Keeper of
the Flame – JB Hutto
This is something I wrote in 1981 for a publication called Sweet Potato. It was the first time I ever got paid for something I wrote.
JB Hutto is a musical powerhouse. A small man in a red gabardine shirt and gray sports cap, he pops his eyes and grins to the back seats as he plays. It's late on a weeknight at Cambridge’s soon to be defunct Speakeasy, and the crowd is thinned in preparation for the next day's work. But JB is somehow spurred on, jumping from the stage with ferocious good fun. He is soon dancing on one foot, snaking through the audience and to his guitar cords’ limit.
The man has
his own style of playing and young guitar players typically line the stage
watching his hands. He's the king of slide stylists today. Only Muddy Waters performs
slide with such skill and he often plays the instrument with cold frugality.
But JB’s playing is abundant and his leads map a tune’s wildest borders.

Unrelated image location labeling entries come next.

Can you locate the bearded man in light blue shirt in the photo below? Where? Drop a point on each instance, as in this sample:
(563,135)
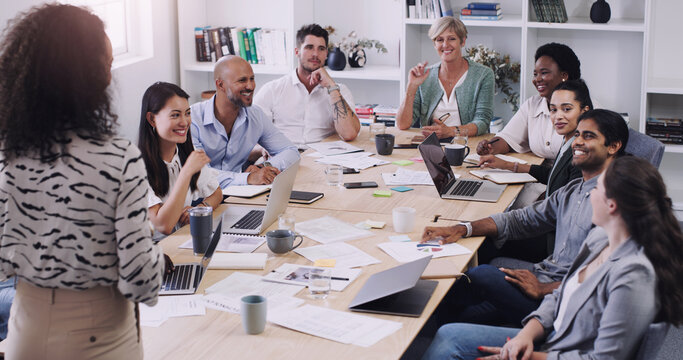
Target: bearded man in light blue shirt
(227,127)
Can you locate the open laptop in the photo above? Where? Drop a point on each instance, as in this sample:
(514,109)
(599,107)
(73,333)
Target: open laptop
(396,291)
(251,220)
(446,184)
(185,278)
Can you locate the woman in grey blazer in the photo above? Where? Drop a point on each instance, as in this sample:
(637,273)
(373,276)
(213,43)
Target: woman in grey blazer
(625,275)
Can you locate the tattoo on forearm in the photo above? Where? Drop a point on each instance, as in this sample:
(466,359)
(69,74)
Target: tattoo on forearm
(341,109)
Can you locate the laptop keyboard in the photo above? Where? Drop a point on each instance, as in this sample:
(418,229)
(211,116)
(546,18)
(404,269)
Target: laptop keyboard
(179,279)
(251,220)
(466,187)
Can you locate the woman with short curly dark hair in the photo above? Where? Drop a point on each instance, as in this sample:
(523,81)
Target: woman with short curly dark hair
(73,195)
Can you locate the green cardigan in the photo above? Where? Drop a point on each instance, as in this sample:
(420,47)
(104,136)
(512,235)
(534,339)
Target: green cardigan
(474,96)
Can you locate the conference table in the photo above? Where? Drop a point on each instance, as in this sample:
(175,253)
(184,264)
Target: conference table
(220,334)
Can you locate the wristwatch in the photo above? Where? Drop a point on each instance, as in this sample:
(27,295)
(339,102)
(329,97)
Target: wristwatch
(332,88)
(467,226)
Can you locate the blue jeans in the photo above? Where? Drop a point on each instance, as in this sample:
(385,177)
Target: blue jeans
(7,292)
(486,299)
(460,341)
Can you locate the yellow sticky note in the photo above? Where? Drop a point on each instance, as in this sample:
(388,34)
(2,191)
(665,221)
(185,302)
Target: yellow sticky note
(375,224)
(325,262)
(402,162)
(382,193)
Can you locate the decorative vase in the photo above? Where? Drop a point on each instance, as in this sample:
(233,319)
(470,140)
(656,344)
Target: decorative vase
(600,12)
(336,60)
(357,58)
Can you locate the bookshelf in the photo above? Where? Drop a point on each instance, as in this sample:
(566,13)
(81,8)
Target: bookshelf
(377,82)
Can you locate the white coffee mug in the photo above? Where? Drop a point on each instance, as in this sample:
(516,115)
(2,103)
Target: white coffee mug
(404,219)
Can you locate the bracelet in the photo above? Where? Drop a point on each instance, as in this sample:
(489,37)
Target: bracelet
(468,226)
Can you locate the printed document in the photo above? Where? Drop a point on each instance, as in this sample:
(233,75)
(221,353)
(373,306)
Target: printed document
(335,325)
(328,229)
(346,256)
(410,251)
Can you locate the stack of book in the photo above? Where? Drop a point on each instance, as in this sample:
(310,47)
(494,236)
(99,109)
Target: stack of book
(550,10)
(665,130)
(386,114)
(256,45)
(366,113)
(429,9)
(481,11)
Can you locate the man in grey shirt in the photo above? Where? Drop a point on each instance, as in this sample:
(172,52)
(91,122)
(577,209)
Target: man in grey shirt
(495,293)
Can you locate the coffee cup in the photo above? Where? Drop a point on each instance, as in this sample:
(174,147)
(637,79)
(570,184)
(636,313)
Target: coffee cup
(281,241)
(384,144)
(253,309)
(456,153)
(201,219)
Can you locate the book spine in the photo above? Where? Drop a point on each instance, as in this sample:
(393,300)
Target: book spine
(247,49)
(252,45)
(483,6)
(240,42)
(480,12)
(537,10)
(480,17)
(198,43)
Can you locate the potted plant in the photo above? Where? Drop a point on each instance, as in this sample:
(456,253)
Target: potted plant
(353,46)
(505,71)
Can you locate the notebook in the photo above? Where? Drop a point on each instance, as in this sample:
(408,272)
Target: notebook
(244,219)
(445,182)
(500,176)
(185,279)
(396,291)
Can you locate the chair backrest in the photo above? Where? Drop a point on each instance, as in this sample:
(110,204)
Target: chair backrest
(644,146)
(652,341)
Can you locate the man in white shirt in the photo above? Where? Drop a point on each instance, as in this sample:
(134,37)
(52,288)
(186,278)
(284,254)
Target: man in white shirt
(306,104)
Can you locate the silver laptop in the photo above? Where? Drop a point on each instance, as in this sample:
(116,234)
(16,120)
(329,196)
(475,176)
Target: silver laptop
(243,219)
(185,278)
(396,291)
(446,184)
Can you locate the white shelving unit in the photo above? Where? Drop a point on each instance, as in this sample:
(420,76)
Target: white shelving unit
(377,82)
(612,54)
(663,76)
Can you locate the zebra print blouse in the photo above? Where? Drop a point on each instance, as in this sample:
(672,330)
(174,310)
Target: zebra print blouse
(80,221)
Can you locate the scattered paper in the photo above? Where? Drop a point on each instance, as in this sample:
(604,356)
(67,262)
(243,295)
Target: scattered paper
(407,177)
(335,325)
(246,190)
(346,255)
(381,193)
(334,147)
(171,306)
(402,162)
(399,238)
(328,229)
(474,158)
(375,224)
(249,261)
(401,188)
(410,251)
(296,274)
(234,243)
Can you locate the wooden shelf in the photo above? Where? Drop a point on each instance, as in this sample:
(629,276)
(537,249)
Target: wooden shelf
(585,23)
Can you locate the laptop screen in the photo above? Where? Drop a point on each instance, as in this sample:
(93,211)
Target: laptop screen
(436,162)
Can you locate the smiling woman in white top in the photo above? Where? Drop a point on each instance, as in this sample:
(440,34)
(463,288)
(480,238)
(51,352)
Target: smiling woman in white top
(178,175)
(531,128)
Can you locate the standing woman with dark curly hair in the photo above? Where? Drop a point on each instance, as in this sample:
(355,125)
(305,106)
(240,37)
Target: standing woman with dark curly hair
(618,284)
(73,226)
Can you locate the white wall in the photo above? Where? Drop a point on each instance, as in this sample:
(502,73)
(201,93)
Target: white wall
(130,81)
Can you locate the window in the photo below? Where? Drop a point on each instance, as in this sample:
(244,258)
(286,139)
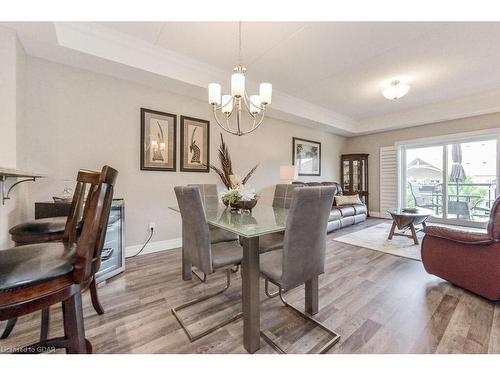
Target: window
(456,179)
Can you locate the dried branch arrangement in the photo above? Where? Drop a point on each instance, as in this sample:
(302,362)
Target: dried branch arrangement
(226,170)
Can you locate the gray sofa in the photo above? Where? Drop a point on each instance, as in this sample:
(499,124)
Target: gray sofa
(340,216)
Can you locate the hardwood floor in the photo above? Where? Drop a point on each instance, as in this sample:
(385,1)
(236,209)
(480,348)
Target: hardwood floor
(379,303)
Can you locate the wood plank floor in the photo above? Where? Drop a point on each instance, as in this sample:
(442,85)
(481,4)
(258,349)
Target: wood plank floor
(379,303)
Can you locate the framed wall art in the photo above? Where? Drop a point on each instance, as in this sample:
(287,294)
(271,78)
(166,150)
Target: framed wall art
(307,157)
(158,140)
(195,145)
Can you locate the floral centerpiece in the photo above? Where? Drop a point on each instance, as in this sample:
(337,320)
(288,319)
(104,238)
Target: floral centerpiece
(237,195)
(240,198)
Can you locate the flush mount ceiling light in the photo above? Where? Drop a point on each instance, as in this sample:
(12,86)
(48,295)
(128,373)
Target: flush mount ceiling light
(255,105)
(396,90)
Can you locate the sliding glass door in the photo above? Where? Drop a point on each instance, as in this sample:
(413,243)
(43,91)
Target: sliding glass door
(457,180)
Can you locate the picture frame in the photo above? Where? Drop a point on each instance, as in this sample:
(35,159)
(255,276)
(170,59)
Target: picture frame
(195,145)
(306,155)
(158,141)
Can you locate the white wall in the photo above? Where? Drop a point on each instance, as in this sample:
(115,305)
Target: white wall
(371,143)
(79,119)
(12,58)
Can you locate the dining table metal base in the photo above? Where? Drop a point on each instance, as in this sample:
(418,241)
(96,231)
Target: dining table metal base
(250,275)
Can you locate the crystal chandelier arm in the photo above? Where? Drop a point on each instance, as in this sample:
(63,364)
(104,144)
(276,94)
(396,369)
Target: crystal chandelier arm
(220,124)
(254,127)
(219,107)
(247,106)
(247,100)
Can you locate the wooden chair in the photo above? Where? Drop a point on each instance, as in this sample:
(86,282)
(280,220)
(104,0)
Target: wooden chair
(58,229)
(35,277)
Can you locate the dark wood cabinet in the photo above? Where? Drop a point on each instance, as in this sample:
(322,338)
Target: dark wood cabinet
(354,175)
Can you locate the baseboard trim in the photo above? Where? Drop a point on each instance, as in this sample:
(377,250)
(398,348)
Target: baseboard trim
(154,247)
(379,215)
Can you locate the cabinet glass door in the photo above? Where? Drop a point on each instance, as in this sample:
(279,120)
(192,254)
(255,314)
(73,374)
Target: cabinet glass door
(346,178)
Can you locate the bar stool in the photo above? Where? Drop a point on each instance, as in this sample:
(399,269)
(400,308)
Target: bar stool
(56,230)
(34,277)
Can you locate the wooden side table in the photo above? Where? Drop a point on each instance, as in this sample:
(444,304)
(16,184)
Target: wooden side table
(404,220)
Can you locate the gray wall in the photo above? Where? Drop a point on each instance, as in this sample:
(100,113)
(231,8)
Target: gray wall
(12,69)
(371,143)
(79,119)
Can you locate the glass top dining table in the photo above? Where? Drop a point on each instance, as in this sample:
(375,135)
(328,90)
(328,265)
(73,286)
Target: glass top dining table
(263,219)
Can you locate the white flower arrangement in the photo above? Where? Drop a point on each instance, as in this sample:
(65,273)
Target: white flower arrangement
(238,194)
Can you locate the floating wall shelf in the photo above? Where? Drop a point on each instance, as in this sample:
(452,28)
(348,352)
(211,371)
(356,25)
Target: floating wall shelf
(6,173)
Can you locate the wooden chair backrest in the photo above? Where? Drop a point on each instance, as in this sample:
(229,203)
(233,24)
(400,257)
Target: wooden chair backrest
(95,220)
(86,180)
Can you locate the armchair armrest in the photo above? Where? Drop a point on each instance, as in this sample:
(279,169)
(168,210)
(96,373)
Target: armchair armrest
(456,235)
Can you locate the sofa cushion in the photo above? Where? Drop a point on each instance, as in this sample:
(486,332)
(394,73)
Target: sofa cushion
(346,211)
(343,200)
(335,214)
(359,208)
(346,221)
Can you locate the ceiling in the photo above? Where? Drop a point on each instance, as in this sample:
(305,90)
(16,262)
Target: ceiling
(341,67)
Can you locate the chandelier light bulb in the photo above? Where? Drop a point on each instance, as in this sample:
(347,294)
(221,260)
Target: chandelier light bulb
(237,85)
(255,104)
(227,104)
(396,90)
(265,93)
(214,90)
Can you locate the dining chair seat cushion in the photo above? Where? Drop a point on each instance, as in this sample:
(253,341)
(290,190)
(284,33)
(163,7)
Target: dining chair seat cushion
(220,235)
(51,225)
(270,242)
(271,265)
(26,265)
(226,254)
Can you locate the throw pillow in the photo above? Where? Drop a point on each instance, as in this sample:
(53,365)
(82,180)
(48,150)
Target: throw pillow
(343,200)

Theatrical antics can mask it from the first-time listener but JB Hutto is an
especially serious artist.
Hutto plays
a rockin blues. Club goers encountering him are treated to a roots music of unearthly
intensity. His band - The New Hawks - is composed of dedicated young musicians
going into their third year with JB. Having a regular band raises JB from the
ranks of blues legends who pick up players nightly going from gig to gig with
no regular band.
JB has found
the Northeast a better base to work from than his former Chicago home. He's
listening to a concert recording when I enter his Malden apartment. Cordial and
understated, he's drinking ice water. He is a diabetic and avoids alcohol,
which may surprise those who associate blue singers exclusively with alcohol.
He says he turned down recent European tour offers waiting until he could take
his group too.
“I’m happy
with the group’s sound and want to be heard right. These boys are really
working and they're sincere about what they're doing,” he says. “They're
getting so I can just hit a number and they're right on top of it. Slow, faster
medium, however it is. Now they can feel my position, where I'm coming from and
what I'm ready to do.
“Tonight,
the band will be here, we'll play some records of my old stuff, Muddy Waters, John
Lee Hooker, or Junior Parker or whatever we want to get learning now. That even
brings back memories of things I forgot and it teaches the band how to get into
the stuff. Then we'll get together and we'll do a rehearsal." -- Jack Vaughan
The piece continues, mostly as a revue of his then current record - Keeper of the Flame. I'll continue instead with some quotes:
He spoke about open tuning - "I've been playing open tunings since I started he says Johnny was playing that and I learned from him there. Now I guess I'm too old to learn anything else. I play in all keys open tuning doesn't limit you to one key. It's just like a regular tuning. Once you learn. You can play anything in it. It gives you more inspiration and room to play. I'll tell you that because when you get in that open, you can do a lot of slide and you can slide in just about any key."
I asked him what he thought of rock and roll - recall that these were the days of the dominance of Disco - "I think blues got enough rock in it for me, he replies I think some rock and roll songs like Louis Jordan's Caledonia and Shake Rattle and Roll are rock and roll. A lot of people think that blues is just a drag. That you have to be half drunk or mad with somebody to hear the blues - but blues is the root of music really. And it's a thing you can be happy with, can be sad with, anything. You can dance by it just like you dance by what you call rock and roll or disco. You take a song like John Lee Hookers' Boogie Chillin. That's just a one beat song and that's all disco is all the way through it."
JB Hutto was amazingly acrobatic. When C and I saw him complete his show at the Speakeasy he vaulted over a rail.. but first ... There was a thank you and ...
A memorable admonition to the audience - "Old clock on the wall says you better get on the ball y'all. God bless you and when you see our name on the marquee, come on in. You know what you're gonna get!"